A 20.0-L nickel container was charged with 0.852 atm of xenon gas and 1.34 atm of fluorine gas at 400°C. The xenon and fluorine react to form xenon tetrafluoride. What mass (g) of xenon tetrafluoride can be produced assuming 100% yield?

The chemical reaction for the given scenario can be written as:
Xe + 2F_2 -> XeF_4
That is, 1 mole of xenon reacts with 2 moles of fluorine to produce 1 mole of xenon tetrafluoride.
In this question, 0.852 atm of xenon gas reacts with 1.34 atm of fluorine gas. Using the ideal gas law, we can calculate the moles of each of the reactants.
Therefore, moles of xenon = PV/RT = (0.852 atm x 20 l)/(0.08205 l atm/mole k  x 673 k) 
= 0.309 moles 
(Do remember to convert the temperature to the Kelvin scale.)
Similarly, moles of fluorine = 0.485 moles
Now, using the stoichiometry, we can see that fluorine is in limited quantity since 0.309 moles of xenon will react with 0.618 moles (= 2 x 0.309 moles) of fluorine gas. And hence, the fluorine gas will dictate how much product will be formed.

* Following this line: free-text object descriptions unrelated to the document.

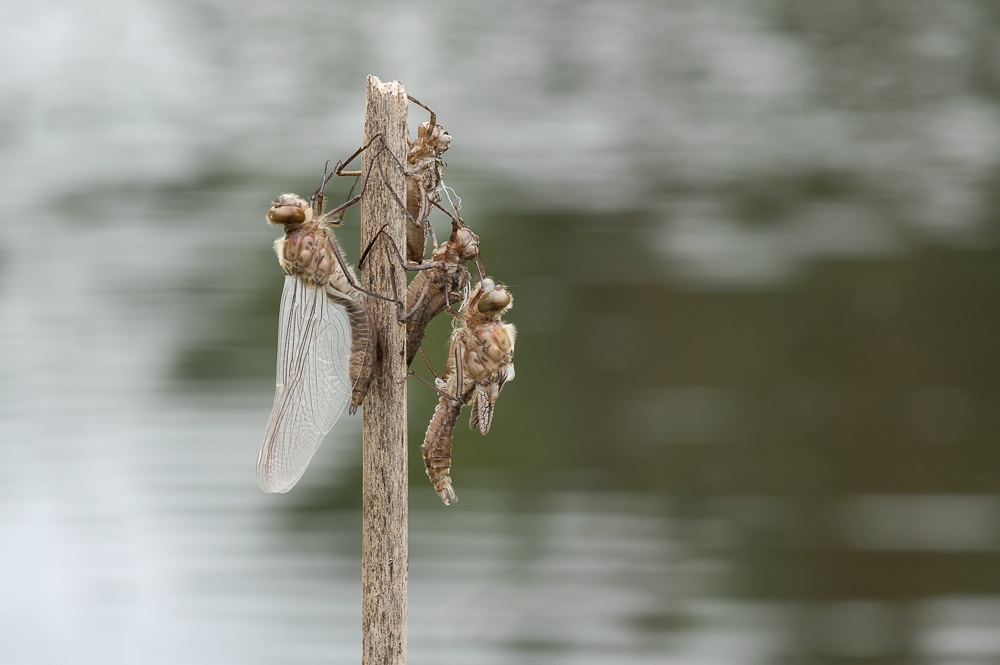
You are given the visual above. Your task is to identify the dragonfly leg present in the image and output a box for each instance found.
[310,160,336,216]
[406,94,437,128]
[326,235,398,304]
[408,342,463,404]
[336,132,426,180]
[333,133,386,178]
[408,370,453,400]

From the chemical equation, 2 moles of fluorine produces 1 mole of xenon tetrafluoride. And hence the moles of xenon tetrafluoride produced are:
moles of xenon tetrafluoride = 1/2 x 0.485 moles = 0.243 moles
The molecular mass of xenon tetrafluoride is 207.28 gm/moles and hence the total amount of xenon tetrafluoride that is formed is 50.37 gm (= 0.243 moles x 207.28 g/mole).
Hope this helps.